Regardless what you call it, it's bug poo, it's sticky, and it gets all over my truck - every day.

So, instead of cutting your, or your neighbor's, pecan tree down, you can simply treat the tree to help prevent the aphids from causing that sticky mess.

One method is to plant cover crops around the base of your tree. Clover, alfalfa, sainfoin, and hairy vetch are options to plan as these help support a variety parasitoid and predator species that can help reduce your aphid population.

Parasitoids and predator species are known as “beneficials” because they consume the insects that do damage in your orchard. In this case, as the cover crop blooms throughout the season, aphids will increasingly draw lady beetles. If you get a buildup of your targeted pest, you can also cut your cover crop and drive the beneficials into the trees and surrounding area. [Noble Research Institute]

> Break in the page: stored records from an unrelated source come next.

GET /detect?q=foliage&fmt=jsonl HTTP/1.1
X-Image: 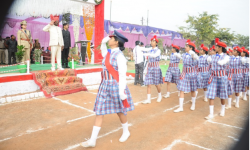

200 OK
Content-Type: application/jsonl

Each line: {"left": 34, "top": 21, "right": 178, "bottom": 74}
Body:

Another method is to spray the tree with neem oil or insecticidal soaps, but you'll have to, basically, spray the entire tree's foliage as it's mainly beneficial when it comes in contact with the aphids. The upside to this is that it won't harm beneficial insects.

You can also use a systemic pesticide to control your local aphid population, but some pesticides can also kill your beneficial insects, so choose one that contains Imadacloprid. Products with Imadacloprid will kill the aphids, but won't harm your local pollinators like bees, hummingbirds, and butterflies. Just be very careful when choosing an pesticide for controlling aphids, as many can do more harm than good.

Once you've eradicated those aphids, and their sticky poo, you'll want to consider some preventative maintenance. One way to prevent aphids from returning is my employing beneficial bugs, like lady beetles and lacewings, as they love to dine on aphids.

If, after all of your research, you've found that nothing works, then just park a little further away from that pecan tree.